Added support for modular loggers and changes to process creation.

[apscott]

Invoke-Process.ps1

There is now a new method of process creation when running in non-interactive mode. This method uses System.Diagnostics.ProcessStartInfo from the .NET API to create and retrieve output from a process. This method does not require writing files to disk to retrieve output from the process.

The previous method of using Start-Process is still used when running in interactive mode.

Invoke-AtomicTest.ps1

There are several changes in this file to facilitate logging. There is a new input argument for the user to specify a logger and new code to load and validate the logger module.

There is a section of code to re-create an equivalent command line passed into Invoke-AtomicTest. This is needed for the ATTiRe logger, but the code needs to be in Invoke-AtomicTest to access the input arguments. The rebuilt command line may explicitly contain arguments with default values that the user did not set.

There are now 3 places where Invoke-AtomicTest passes information to the logger module through the functions Start-ExecutionLog, Write-ExecutionLog, and Stop-ExecutionLog. Start-ExecutionLog and Stop-ExecutionLog are each called once: before and after all the test cases have run, respectively. These functions are to allow the logger to perform any setup or cleanup work it may need. Write-ExecutionLog is called once after each test case and is where any of the actual logging work is performed.

Default-ExecutionLogger.psm1

Write-ExecutionLog.ps1 has been renamed to Default-ExecutionLogger.psm1 and moved to the Public directory. The Write-ExecutionLog function remains, but with additional arguments to match the new API. These new arguments are not used by the function. Start-ExecutionLog and Stop-ExecutionLog have also been added but are empty functions. It generates the same logs as before.

[thebleucheese]

An example implementation of another logger is available here: https://github.com/SecurityRiskAdvisors/invoke-atomic-attire-logger logging to our ATTiRe format (https://github.com/SecurityRiskAdvisors/ATTiRe) that allows data to be easily imported to vectr

[clr2of8]

I'm looking at this right now and will give it a solid workout. I'm so excited for this. Thank you!

[clr2of8]

Check prereqs erroneously says files are missing when they are not. If I run the original Invoke code, it reports all prereqs as being met, which is correct.

[clr2of8]

Looks like the CheckPreqs issue can be fixed by changing

if ($res -ne 0) {

to

if ($res.ExitCode -ne 0) {

In Private\Invoke-CheckPrereqs.ps1

[clr2of8]

Problem handling null input args. New code on the left, old code on the right.

[clr2of8]

Some problematic getpreq situations with new code include T1560.001 tests 1 and 4. New code on the left, old code on the right.

[clr2of8]

When invoking test against remote machine (both local and remote are Windows) using a PowerShell remoting session, the new code (left) tries to access the art-out file and gets an error. Old code on right doesn't get error. I think this is a really easy fix as I don't think new code should need to access art-out or art-err. Wiki on remote execution

Or maybe it's not that easy of a fix. The logging currently happens on the remote machine and the remote machine would need to have and import the Attire-ExecutionLogger.psm1. Let's talk about the best way to make this happen.

[clr2of8]

There is a weird behavior for stdout with pwsh on Linux where it over-writes some lines of the output. See new code (left) with the PS prompt overwriting some of the output, and old code (right). I had to put the following line in Invoke-Process to fix it.

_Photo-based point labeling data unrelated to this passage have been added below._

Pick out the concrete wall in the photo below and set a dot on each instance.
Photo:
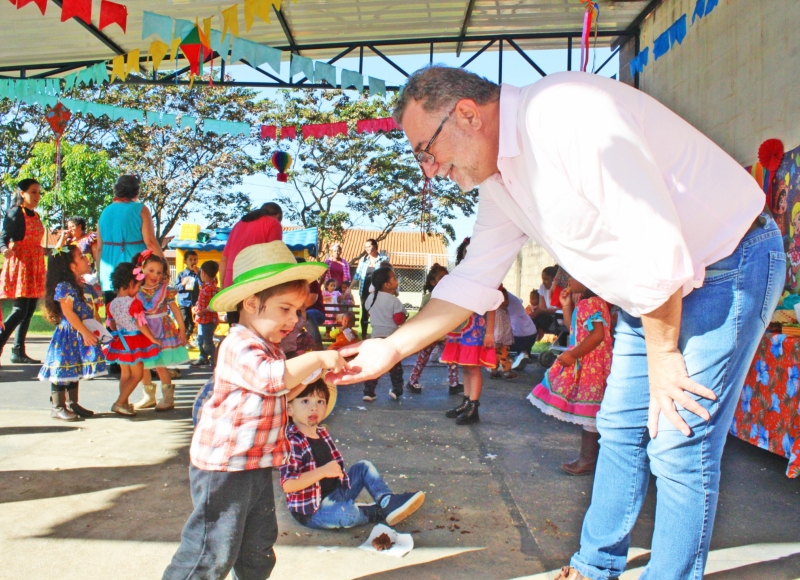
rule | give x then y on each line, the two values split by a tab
526	273
735	75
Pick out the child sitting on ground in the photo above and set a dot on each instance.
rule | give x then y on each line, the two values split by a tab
241	432
320	493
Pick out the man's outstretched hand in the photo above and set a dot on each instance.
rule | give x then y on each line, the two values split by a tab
374	358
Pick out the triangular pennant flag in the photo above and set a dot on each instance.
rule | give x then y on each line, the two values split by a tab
376	86
325	72
42	4
182	28
157	24
77	9
230	20
205	36
176	42
132	62
118	67
267	54
113	13
352	79
188	122
158	50
301	64
220	47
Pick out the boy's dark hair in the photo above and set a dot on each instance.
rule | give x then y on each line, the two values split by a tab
318	387
58	271
122	276
211	268
285	288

Start-Sleep -Seconds 5 # On nix, the last 4 lines of stdout get overwritten upon return so pause for a bit to ensure user can view results

[clr2of8]

Passing the custom logger on Linux gives Exception setting "PriorityClass"

I added a sleep of 3 seconds to this particular atomic (T1087.001-6) and it fixed the above race condition and interestingly also kind-of fixed the "overwriting of output" issue I posted in the previous comment. Note: I'm not suggesting we add sleeps to atomics but it was just to test the race condition theory.

[clr2of8]

Execution from Windows VM against remote Linux VM. New code (in red box) gives two errors about art-out and art-err but old code doesn't (in green box). These is probably the same issue discussed early where local and remote are both Windows OS.